While the breeders, stallion and jockey’s Championships are pretty much in the bag for this year, there is a very tight battle for the laurels on the National Trainers log. For the first time, Charles Laird has pulled himself to the front, following victories in the continents richest race, the Gomma Gomma Challenge and the continent’s most prestigious race, the Vodacom July, as well as second in the J&B Met (so he’s excelled in all of the Big Three). It’s a great compliment to Charles Laird and his team that he heads the list ahead of two of the best trainers South Africa has ever produced, both champions in Mike de Kock and Geoff Woodruff.
There’s not a great deal in it (Charles leads by R200 000 odd), and it’s going to go all the way to the wire, with ten days of the racing year left, to decide whose going to be “King”.
Speaking to Charles last week, while recognizing the magnitude of where he is right now, he did say that his horses were in programmes and he would not be loading his entries any more than usual, in his attempt to hold onto his lead. Noble words from a man who hasn’t known the meaning of “Champion” yet – perhaps he should try it first to see what it feels like!
The three of them traded punches over the weekend, and as one popped up with another winner, so one of the others would retaliate with one of their own, and so it seems that the Championship races on Dubai Racing Carnival Champions Day this weekend will probably be the determining factor.
Our people at Summerhill know the agony of the last minute charge by a rival only too well, as we had spent the last six weeks of the 2004 season exchanging blows with Maine Chance, who grabbed the lead back from us on each of six successive weekends, after we’d managed to wrest it from them in mid-week. That’s how tight it was, and in the end, it went right to the last race on the last day of the calendar (which was Champions Day). Two Summerhill graduates, Royal Emblem and Fez ( the latter bred and raised at Summerhill for the Kjell Foundation) took out the Thekwini and Premiers Champion Juvenile Stakes (both Grade One’s) respectively, and we held a slender R180 000 lead going into the Champions Cup itself. That’s where Maine Chance struck with Gary Alexander’s James Jaguar, taking the title for the 7th or 8th time, but this time (and for the first time) since ownership of that famous nursery had changed hands. In that year, Dr Andreas Jacobs of Jacobs coffee fame had acquired the operation and its name, so his acquisition was instantly gratified with a Breeder’s Championship in what has become the most intensely competitive premiership in international racing.

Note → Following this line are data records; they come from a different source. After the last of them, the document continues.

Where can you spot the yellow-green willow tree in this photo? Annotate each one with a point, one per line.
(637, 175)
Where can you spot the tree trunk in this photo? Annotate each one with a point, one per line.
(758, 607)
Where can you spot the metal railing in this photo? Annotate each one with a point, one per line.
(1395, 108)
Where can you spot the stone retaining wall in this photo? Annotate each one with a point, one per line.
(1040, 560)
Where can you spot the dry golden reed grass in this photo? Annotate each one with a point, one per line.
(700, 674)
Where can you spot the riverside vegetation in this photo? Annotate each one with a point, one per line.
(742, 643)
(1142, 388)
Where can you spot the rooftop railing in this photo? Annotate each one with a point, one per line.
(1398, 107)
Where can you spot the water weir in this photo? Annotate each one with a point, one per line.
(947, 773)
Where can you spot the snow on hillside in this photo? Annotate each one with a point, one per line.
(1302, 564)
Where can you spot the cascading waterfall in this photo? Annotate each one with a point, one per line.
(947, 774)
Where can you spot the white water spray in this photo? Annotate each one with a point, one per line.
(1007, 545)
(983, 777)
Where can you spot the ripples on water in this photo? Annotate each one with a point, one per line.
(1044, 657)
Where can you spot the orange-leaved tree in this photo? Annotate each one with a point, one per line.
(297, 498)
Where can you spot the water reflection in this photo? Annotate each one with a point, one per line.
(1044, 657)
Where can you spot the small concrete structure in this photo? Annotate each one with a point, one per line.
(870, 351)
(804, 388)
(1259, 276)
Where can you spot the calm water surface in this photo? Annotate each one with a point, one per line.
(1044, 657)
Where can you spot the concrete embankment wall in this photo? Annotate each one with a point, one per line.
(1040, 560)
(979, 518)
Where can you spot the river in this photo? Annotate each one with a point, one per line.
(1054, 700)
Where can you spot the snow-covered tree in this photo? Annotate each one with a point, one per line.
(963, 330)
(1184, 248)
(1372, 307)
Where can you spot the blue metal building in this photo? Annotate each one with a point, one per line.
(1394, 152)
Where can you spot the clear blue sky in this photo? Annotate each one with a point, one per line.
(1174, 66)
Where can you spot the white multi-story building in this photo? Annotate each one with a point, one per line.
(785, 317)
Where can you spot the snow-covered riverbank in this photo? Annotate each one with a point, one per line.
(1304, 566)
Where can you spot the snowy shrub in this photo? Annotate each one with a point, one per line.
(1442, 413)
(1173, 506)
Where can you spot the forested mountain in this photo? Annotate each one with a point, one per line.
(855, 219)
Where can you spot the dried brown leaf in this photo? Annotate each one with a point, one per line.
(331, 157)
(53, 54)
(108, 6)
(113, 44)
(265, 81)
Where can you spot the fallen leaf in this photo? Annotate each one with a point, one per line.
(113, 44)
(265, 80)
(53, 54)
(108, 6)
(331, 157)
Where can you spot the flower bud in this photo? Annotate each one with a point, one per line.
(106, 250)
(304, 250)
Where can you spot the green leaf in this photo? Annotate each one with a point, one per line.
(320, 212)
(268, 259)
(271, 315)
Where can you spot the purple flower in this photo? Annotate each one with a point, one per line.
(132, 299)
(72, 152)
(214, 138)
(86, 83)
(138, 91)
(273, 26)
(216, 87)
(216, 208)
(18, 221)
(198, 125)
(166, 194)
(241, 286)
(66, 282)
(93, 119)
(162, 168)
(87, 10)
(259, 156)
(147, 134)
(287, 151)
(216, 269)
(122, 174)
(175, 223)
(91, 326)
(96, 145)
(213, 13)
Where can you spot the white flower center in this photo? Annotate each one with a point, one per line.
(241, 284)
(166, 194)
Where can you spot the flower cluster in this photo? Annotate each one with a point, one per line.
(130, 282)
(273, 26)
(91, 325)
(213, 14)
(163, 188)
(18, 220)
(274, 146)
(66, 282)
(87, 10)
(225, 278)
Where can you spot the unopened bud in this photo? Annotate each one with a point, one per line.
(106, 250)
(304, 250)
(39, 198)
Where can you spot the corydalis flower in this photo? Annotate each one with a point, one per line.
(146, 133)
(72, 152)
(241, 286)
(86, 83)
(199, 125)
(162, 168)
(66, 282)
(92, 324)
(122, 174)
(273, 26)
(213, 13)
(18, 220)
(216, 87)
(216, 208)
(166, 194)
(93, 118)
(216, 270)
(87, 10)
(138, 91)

For what it’s worth, until that time, the Championship had only been held by five entities in all of history, with only Birch Bros, Koster Bros, D Cohen and Sons, Highlands Farms and Maine Chance among its holders.
The momentum which had seen Summerhill produce a record number of Feature race winners in 2003 and our second place in 2004, eventually culminated in glory in 2005, and 2006, and now with a lead of close to R6 million, it’s both technically and practically impossible for anyone to catch us before this year ends on the 31st July.
It’s time for us to remember how fortunate we are to be in this position. More on that when it becomes a reality. There should be no crowing before the singing!